The build process for the miniproject package¶
The miniproject package
contains a function double_function written in C and stored in
a shared library. That function doubles an integer value. There is a
python wrapper (written in Cython) which makes that function available
in python. The pytest package is used to test that function.
The miniproject package also contains a function triple_function
witten in C and stored in another shared library. Again, there is a
python wrapper (written in Cython) for that function so that it can also
be tested with pytest.
Function triple_function calls function double_function, which
is in a different shared library. For small values it uses a
precomputed table triple_table.c for tripling a number. That table
is precomputed by the python script codegen.py. Of course, the
C program triple_table.c must be integrated into the process that
builds the python wrapper for function triple_function.

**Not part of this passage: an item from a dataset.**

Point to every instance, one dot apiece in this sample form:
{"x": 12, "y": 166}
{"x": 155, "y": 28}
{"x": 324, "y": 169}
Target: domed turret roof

So the functionality provided by this package is trivial, but the
building process for this package is extremely involved. That build
process is based on the standard setuptools/distutils package. As
usual, there is a standard script setup.py in the root directory of
the package controls the build process.
In the current version the necessary modifications of the
setuptools/distutils package required for a multi-step build
process are contain in the build_ext_steps.py script in the
root directory.
Porting the miniproject and the mmgroup package¶
The current versions of the miniproject and mmgroup packages support the 64-bit Windows operating system with the mingw32 complier only.
The author is aware of the fact that porting a package as complex as the mmgroup package to a different operating system, or even adjusting it to a different compiler, may be a highly frustrating job. Here the miniproject can be used as a model for the mmgroup package.
It is highly recommended to port the miniproject to any operating system before porting the mmgroup package.
After porting the miniproject the file build_ext_steps.py
(and all new files created for the porting process)
should be copied from the root directory of the miniproject
to the corresponding directory of the mmgroup package.
References
- Con85
J. H. Conway. A simple construction of the Fischer-Griess monster group. Inventiones Mathematicae, 1985.